A UFGD (Universidade Federal da Grande Dourados) vai retomar, na próxima semana, os debates sobre a proposta de expansão da instituição, com a realização de seminários que terão a participação aberta à comunidade acadêmica e ao público em geral. Os encontros vão recomeçar no dia 23 de março, às 9 horas, no auditório da Unidade 2, com a presença do diretor de Programas e Bolsas da Capes (Coordenação de Aperfeiçoamento de Pessoal de Nível Superior), professor Emídio Cantidio de Oliveira Filho.
Doutor em Ciências do Solo pela University of California, Davis, o professor foi Pró-Reitor de Pesquisa e Pós-graduação e Reitor da Universidade Federal Rural de Pernambuco, membro do Conselho Superior da Capes e do Conselho Técnico de Acompanhamento e Avaliação do INEP e vem na UFGD falar sobre ‘Pós-Graduação, Internacionalização e Inovação’.
Os seminários que debatem o futuro da UFGD tem como base o Programa de Expansão Acadêmica que prevê a ampliação de graduações e pós-graduações na Universidade em consonância com o PNE (Plano Nacional de Educação) do Governo brasileiro, que propõe avanços na Educação até 2020.
A instituição já apresentou a proposta de expansão ao Ministério da Educação e agora quer debater a importância de engajamento de todos no projeto. Na área do ensino, a meta é chegar até 2020 com um total de 81 cursos de graduação, entre eles presenciais e a distância, e 45 programas de pós-graduação, sendo 20 deles doutorado, transformando-se efetivamente em uma Universidade de grande porte e fortemente reconhecida dentro e fora do país.

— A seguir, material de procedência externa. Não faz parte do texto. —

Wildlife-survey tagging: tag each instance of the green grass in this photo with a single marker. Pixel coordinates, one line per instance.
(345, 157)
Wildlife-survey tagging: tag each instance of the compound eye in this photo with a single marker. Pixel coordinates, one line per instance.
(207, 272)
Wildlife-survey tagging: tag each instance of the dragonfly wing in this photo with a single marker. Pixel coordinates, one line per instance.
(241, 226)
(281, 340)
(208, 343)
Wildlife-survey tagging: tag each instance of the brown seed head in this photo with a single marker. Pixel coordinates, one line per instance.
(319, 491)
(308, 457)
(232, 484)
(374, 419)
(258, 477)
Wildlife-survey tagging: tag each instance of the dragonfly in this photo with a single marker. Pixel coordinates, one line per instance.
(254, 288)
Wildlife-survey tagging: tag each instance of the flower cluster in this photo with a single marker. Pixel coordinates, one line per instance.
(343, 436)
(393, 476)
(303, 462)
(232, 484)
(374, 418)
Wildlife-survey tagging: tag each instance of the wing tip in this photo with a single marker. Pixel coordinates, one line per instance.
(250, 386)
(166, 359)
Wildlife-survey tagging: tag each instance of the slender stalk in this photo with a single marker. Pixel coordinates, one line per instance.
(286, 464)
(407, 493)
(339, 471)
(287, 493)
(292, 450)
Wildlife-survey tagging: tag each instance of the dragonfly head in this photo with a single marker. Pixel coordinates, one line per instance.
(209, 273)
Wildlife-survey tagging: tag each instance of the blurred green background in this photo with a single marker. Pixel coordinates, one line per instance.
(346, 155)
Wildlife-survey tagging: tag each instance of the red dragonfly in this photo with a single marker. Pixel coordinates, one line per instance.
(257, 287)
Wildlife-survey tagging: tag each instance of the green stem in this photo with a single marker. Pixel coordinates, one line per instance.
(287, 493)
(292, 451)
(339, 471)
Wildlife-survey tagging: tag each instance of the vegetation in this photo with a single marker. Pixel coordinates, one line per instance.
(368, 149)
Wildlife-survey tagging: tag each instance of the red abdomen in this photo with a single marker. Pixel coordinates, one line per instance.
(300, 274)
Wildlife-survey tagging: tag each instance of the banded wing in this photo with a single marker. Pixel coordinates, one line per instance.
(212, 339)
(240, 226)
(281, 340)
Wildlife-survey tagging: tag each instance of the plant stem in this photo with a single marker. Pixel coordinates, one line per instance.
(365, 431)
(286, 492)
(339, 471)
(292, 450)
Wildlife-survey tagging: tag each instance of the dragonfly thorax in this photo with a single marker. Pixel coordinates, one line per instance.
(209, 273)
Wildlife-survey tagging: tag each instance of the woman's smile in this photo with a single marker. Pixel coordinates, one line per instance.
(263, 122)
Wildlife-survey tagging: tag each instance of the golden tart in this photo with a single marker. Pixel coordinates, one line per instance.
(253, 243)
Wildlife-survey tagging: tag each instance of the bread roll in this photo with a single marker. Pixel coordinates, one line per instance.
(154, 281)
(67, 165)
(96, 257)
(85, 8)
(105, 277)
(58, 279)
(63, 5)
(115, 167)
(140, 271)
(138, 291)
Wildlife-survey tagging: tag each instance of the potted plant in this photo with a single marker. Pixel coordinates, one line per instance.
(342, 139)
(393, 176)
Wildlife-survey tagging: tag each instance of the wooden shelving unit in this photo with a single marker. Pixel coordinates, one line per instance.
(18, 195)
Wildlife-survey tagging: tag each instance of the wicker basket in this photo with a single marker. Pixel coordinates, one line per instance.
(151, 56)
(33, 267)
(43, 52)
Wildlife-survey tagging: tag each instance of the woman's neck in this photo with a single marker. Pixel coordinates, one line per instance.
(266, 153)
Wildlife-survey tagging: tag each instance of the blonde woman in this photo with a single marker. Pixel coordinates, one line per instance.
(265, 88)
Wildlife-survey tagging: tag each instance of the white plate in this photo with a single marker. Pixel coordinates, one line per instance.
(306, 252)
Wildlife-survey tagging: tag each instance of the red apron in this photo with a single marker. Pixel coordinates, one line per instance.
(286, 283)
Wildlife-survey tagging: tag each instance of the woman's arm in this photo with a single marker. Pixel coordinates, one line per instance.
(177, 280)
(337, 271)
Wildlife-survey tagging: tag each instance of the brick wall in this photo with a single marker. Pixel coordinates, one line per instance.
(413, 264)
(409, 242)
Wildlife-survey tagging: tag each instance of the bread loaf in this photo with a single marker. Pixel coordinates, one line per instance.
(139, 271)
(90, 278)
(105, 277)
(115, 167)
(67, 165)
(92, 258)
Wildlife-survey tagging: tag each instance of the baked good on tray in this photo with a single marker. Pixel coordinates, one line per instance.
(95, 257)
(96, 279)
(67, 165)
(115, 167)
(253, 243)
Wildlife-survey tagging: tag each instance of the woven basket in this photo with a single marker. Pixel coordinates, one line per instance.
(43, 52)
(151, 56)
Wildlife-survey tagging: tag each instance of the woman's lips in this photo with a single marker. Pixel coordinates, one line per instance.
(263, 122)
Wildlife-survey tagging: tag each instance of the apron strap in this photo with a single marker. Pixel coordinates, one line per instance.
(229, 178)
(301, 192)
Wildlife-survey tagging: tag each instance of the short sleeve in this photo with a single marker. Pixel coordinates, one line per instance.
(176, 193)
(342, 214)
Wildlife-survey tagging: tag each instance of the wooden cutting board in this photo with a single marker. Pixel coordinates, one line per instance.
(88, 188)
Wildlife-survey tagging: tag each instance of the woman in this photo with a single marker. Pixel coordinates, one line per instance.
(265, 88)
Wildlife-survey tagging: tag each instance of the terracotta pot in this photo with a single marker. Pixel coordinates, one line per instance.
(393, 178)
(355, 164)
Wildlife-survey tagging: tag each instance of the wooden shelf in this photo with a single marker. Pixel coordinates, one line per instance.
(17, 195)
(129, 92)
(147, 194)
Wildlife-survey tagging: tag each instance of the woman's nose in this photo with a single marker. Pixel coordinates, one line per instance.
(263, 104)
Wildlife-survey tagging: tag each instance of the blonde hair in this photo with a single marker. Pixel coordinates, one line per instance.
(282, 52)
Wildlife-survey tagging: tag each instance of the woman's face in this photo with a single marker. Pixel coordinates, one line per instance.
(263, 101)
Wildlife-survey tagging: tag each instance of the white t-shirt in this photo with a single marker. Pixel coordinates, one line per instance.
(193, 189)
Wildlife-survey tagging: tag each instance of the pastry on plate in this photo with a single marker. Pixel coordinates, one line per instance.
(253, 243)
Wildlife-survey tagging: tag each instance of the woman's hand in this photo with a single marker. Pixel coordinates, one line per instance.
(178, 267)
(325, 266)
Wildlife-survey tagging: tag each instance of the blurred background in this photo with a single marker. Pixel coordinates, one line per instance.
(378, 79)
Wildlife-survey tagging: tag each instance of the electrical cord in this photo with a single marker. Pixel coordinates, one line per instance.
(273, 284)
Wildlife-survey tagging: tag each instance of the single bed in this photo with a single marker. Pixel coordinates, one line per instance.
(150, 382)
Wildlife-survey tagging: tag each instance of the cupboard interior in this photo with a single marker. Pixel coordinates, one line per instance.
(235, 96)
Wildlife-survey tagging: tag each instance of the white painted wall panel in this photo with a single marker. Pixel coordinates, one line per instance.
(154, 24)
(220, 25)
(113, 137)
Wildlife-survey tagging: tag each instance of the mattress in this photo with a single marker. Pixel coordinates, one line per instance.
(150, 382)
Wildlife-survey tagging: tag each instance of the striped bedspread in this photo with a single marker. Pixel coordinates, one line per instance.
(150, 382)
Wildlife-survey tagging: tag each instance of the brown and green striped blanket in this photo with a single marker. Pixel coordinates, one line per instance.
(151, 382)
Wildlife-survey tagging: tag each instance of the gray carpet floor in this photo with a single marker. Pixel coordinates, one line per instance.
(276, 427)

De acordo com o reitor Damião Duque de Farias, isso envolverá investimentos em obras e equipamentos da ordem de R$ 220 milhões ao longo da expansão prevista, além da contratação de mais de 1.200 docentes e de 1.400 técnicos administrativos, caso a proposta seja aprovada em sua totalidade. Damião participou, esta semana, em Brasília, do Seminário “Internacionalização das Universidades Federais” promovido pela Andifes (Associação Nacional dos Dirigentes das Instituições Federais de Ensino Superior).
Segundo ele, “o conhecimento científico universitário também é considerado um dos principais fatores de desenvolvimento das sociedades no século XXI e, sendo assim, o público universitário terá cada vez mais condições de favorecer a mudança qualitativa da cidade”.